Human CD4+CD25+Foxp3+ Regulatory T Cells Do Not Constitutively Express IL-35

EBV-induced gene 3 (EBI3) can associate with p28 to form the heterodimeric cytokine IL-27, or with the p35 subunit of IL-12 to form the EBI3/p35 heterodimer, recently named IL-35. In mice, IL-35 has been shown to be constitutively expressed by CD4 + CD25 + Foxp3 + regulatory T cells (Treg cells) and suggested to contribute to their suppressive activity. In this study, we investigated whether human Treg cells express IL-35. Double-staining analysis of human thymuses showed that neither Foxp3 + nor CD25 + cells coexpressed EBI3. Similarly, Foxp3 + cells present in human lymph nodes, tonsils, spleens, and intestines did not express EBI3. Consistent with these in situ observations, Treg cells purified from blood or tonsils were negative for EBI3 by immunoblotting.
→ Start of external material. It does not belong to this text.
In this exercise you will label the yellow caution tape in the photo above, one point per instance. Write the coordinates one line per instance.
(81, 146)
Other human T cell subsets, including effector T cells, naive and memory CD4 + T cells, CD8 + and γδ T cells also did not constitutively express EBI3, which contrasts with IL-35 expression observed in murine CD8 + and γδ T cells. Furthermore, although CD3/CD28 stimulation consistently induced low levels of EBI3 in various CD4 + T cell subsets, no EBI3 could be detected in CD3/CD28-stimulated Treg cells. RT-PCR analysis showed that, whereas p35 transcripts were detected in both Teff and Treg cells, EBI3 transcripts were detected only in activated Teff cells, but not in resting or activated Treg cells. Thus, in contrast to their murine counterpart, human Treg cells do not express detectable amounts of IL-35.